"El anciano que iba a mitad de la calle"

En cierta ocasión un hombre deambulaba solo en medio de una de las avenidas más amplias del centro. El hombre tendría poco más o menos unos sesenta y cinco años, estaba mal vestido, su cabello estaba blanco y cojeaba de un pie. Era septiembre y el clima era muy cambiante, por momentos llovía a cántaros y por otros se abría el cielo para dejar pasar unos cuantos rayos del sol, pero esto nunca duraba mucho o siquiera lo suficiente para que las familias decidieran salir y dar un paseo pues preferían mantenerse seguros y secos dentro de sus casas.

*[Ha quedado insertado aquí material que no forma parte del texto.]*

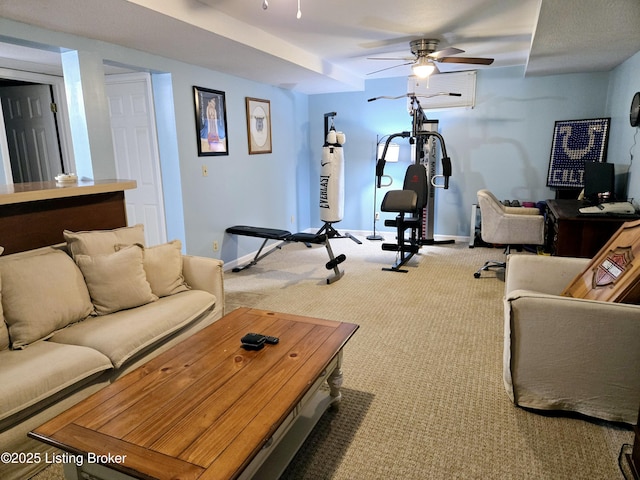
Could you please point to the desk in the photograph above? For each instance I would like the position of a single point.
(572, 234)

Demasiadas veces, más de las que se hubieran querido, los autos tuvieron que detenerse porque el hombre no parecía importarle ir a mitad de la calle y los choferes le dedicaban una gran cantidad de insultos y demás improperios que retomaban más fuerza cuando el anciano hacía caso omiso a sus insultos continuado su camino sin molestarse siquiera en ponerles atención.

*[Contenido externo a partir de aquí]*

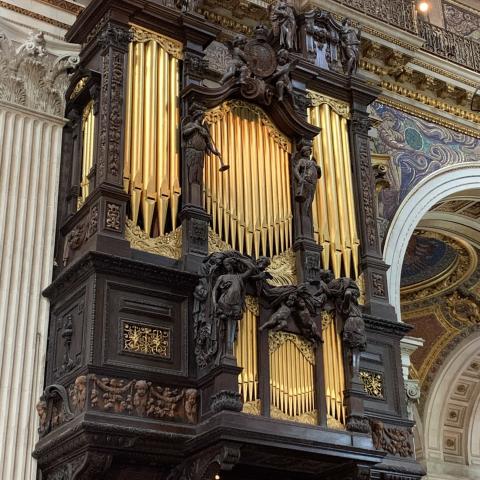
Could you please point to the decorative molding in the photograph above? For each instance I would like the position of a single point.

Un hombre, a quién se le había olvidado comprar el pan que le había encargado su mujer había doblado una esquina cuando lo vio a lo lejos. Le había llamado la atención ver a un viejo solo trastabillando con sus propios pies a mitad de la calle, entonces pensó que tal vez el anciano estuviera borracho así que lo ignoró y continuó su camino sin preocuparse más por él. Al poco rato, esta vez una mujer que llevaba a su pequeño hijo de año y medio en brazos lo había visto a lo lejos y creyó que tal vez, solo tal vez, el anciano pudiera necesitar ayuda y creyendo que haría su obra de caridad del día se le acercó, entonces le preguntó en voz baja, pues tampoco quería despertar a su hijo, si necesitaba ayuda cuya respuesta del hombre fue un gran y absoluto silencio. Entonces la mujer se sintió molesta al ver ignorada su amabilísima atención, le dijo al hombre que era un grosero, se dio la vuelta y se marchó.

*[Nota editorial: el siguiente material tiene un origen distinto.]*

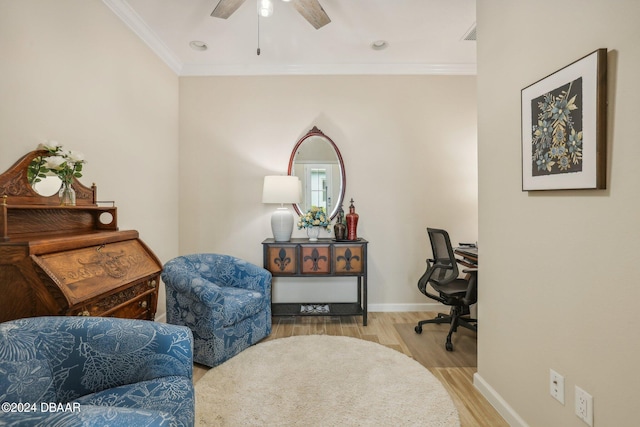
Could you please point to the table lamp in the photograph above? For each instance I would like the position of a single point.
(281, 189)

Pasaron unos cuantos minutos hasta que un joven que había estado sentado en una vieja banca de un parquecito cercano y que lo había presenciado todo, se levantó, terminó de guardar sus cosas en su mochila y fue al encuentro del anciano. Mientras cruzaba la calle con su mano les pidió a los de los autos que se detuvieran mientras acortaba la distancia entre el anciano y él, y a diferencia de las otras personas que lo habían ignorado o que solo le habían hablado, este joven fue y tocó el hombro del señor.

Imaginen cuál fue la reacción del anciano al sentir una mano desconocida sobre su hombro, éste se volvió nervioso y asustado y fue entonces que el joven lo vio. El anciano tenía unos ojos pequeños, los párpados arrugados pero esto no fue lo que sorprendió al joven. Podía parecer demasiado obvio para aquellos que prestan atención a las cosas más triviales de la vida pero no para los que sus mentes se encuentran muy lejos de lo que sucede a su alrededor. El anciano había tenido en su juventud unos ojos hermosos pero que ahora estaban opacos y sin brillo. Se trataba de un hombre enfermo que además de estar ciego también estaba sordo.

El joven lo ayudó a llegar hasta la banqueta donde llamó a la familia del señor. El anciano se había perdido pero por suerte traía sus datos anotados en una pequeña tarjeta que estaba atada alrededor de su cuello. Después de contactar a la familia el joven lo llevó hasta su casa. Allí se despidió del anciano y aunque no recibió una respuesta de agradecimiento por su parte no hacía falta. El joven se fue satisfecho de haber ayudado a alguien que lo necesitaba.